Bologna si appresta a celebrare alla sua maniera la vita e l’opera di Federico Fellini. Il regista, che ha ricevuto in vita 4 Premi Oscar, sarà protagonista di Fellini. Dall’Italia alla luna, un progetto espositivo che vede la collaborazione del Mambo e della Cineteca di Bologna. Arte e cinema per ripercorrere quarant’anni di attività del regista romagnolo a 50 anni dall’uscita di uno dei suoi capolavori, La Dolce Vita. Una narrazione che si discosta però dal mero dato cronologico, per spingersi a indagare la complessa dimensione psicologica del regista. Un immaginario fervido, una confusione regolamentata e tutto il mondo dei dietro le quinte, il carattere eccezionale del maestro.
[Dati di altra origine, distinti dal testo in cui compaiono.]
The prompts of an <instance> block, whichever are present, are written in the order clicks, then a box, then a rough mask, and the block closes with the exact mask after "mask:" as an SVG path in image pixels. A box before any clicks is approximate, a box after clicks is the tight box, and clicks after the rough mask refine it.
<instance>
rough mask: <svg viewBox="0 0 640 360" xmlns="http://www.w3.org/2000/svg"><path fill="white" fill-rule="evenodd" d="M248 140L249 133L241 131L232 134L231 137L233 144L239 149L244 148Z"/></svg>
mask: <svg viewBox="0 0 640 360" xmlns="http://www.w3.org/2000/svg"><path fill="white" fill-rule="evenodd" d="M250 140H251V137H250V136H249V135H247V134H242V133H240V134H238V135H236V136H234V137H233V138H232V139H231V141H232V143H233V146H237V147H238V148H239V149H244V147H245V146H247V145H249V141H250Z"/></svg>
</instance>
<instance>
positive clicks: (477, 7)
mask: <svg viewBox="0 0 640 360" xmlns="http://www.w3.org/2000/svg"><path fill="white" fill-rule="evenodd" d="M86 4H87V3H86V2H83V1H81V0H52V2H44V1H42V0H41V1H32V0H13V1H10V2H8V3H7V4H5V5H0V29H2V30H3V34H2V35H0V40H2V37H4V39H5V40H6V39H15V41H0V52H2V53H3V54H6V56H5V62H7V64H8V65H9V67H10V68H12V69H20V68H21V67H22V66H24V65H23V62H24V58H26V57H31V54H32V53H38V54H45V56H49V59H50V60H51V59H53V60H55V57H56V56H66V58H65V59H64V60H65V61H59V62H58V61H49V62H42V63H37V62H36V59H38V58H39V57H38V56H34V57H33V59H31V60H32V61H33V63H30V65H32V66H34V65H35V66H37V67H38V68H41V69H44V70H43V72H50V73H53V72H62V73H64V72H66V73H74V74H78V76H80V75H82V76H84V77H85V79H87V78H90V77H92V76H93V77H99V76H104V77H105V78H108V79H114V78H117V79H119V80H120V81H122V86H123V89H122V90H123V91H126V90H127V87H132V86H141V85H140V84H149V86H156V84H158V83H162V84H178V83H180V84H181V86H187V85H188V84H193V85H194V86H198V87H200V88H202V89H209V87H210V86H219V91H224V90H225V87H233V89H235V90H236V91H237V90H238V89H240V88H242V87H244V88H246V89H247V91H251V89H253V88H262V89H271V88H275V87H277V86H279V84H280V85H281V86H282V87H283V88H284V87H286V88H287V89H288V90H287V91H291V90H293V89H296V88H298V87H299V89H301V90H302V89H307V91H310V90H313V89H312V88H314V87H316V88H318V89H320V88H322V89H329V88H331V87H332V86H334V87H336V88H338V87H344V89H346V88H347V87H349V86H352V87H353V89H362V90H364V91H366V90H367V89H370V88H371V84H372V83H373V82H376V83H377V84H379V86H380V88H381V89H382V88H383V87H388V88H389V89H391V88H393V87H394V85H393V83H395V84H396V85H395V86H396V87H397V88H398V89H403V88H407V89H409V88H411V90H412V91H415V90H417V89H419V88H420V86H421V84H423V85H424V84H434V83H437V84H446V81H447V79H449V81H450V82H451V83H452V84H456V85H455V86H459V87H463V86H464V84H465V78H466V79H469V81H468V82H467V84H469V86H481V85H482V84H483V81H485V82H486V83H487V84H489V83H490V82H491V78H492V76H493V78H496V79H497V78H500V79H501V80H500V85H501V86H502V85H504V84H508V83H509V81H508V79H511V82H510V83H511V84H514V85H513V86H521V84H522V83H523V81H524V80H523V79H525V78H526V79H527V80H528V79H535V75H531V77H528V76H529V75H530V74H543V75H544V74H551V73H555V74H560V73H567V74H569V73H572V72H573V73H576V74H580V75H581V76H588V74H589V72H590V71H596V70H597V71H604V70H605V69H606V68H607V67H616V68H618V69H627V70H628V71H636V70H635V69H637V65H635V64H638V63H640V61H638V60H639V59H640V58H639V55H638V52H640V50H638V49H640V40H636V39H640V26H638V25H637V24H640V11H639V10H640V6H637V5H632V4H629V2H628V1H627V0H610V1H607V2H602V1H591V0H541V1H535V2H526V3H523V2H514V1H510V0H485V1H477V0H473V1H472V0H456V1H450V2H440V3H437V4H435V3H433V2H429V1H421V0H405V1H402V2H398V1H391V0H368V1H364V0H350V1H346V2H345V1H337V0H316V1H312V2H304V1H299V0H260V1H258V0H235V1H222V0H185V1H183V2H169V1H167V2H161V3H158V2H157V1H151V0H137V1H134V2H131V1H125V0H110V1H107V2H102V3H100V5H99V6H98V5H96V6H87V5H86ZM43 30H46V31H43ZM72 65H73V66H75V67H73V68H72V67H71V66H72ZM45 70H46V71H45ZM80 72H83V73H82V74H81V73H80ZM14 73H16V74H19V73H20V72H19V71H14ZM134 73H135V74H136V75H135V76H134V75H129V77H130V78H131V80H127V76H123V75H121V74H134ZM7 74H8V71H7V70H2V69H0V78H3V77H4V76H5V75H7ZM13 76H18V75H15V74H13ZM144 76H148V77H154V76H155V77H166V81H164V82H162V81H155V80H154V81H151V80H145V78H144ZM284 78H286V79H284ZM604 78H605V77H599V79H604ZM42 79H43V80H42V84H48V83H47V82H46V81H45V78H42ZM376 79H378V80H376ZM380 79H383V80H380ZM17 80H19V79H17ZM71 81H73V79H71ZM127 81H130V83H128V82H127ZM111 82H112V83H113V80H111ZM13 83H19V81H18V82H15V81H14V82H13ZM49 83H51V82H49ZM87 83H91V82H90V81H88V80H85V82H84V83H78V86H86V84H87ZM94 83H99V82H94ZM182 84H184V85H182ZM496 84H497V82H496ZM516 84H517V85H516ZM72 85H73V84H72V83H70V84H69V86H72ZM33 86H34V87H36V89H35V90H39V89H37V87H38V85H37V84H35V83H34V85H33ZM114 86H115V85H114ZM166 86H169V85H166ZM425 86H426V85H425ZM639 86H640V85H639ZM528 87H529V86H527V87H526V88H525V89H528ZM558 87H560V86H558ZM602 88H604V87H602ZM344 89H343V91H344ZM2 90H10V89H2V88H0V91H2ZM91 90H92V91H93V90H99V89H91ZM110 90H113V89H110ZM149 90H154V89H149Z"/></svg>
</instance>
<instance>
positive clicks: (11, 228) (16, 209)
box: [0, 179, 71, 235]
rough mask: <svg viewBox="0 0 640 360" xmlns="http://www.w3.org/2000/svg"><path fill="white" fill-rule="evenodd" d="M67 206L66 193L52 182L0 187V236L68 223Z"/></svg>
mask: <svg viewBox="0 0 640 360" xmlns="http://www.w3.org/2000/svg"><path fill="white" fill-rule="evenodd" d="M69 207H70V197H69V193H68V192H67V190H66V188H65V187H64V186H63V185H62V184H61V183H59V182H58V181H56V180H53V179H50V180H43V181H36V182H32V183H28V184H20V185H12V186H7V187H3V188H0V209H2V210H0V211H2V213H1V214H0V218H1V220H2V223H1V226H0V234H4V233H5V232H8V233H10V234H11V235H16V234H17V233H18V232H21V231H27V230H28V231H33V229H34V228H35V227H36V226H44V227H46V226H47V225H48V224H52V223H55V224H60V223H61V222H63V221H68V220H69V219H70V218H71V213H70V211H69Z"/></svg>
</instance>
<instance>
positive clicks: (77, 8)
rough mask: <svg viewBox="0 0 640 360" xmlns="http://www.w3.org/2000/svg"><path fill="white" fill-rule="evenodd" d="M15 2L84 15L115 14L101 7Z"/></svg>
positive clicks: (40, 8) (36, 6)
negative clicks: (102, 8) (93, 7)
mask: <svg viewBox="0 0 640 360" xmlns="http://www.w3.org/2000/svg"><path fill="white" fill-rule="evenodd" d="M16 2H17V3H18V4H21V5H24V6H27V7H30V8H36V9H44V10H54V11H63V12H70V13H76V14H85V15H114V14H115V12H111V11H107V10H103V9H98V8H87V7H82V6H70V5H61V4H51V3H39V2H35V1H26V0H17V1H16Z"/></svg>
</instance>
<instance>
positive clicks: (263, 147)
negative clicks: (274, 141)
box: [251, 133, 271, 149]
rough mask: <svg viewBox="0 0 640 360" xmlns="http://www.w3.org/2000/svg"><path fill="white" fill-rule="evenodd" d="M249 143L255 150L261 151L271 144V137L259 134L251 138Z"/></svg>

La mostra al Mambo, a cura di Sam Stourdzé, apre il 24 marzo con due ospiti eccezionali: Emir Kusturica, che, se ben ricordo, anni fa teneva lezioni sul cinema discutendo Roma di Fellini e Sergio Zavoli, amico fraterno del regista. Sempre mercoledì 24 alle 22 al cinema Arlecchino verrà proiettato Amarcord, introdotto per l’appunto da Kusturica.
L’allestimento, partito da Parigi con il nome di Fellini, la grande Parade, arriva a Bologna e si arricchisce di due sezioni del tutto nuove: La magia del fuori sinc, a cura di Tatti Sanguineti e Roberto Chiesi, che ripercorre il profondo rapporto tra Fellini e la voce, e la collezione dei ‘cinemini‘, manifesti originali, provenienti dalla preziosa collezione della Cineteca di Bologna. Fellini. Dall’Italia alla luna prosegue fino al 25 luglio con proiezioni al cinema Lumiere e in Piazza Maggiore e diversi incontri, tra cui quello con Sergio Rubini, previsto per il 27 marzo.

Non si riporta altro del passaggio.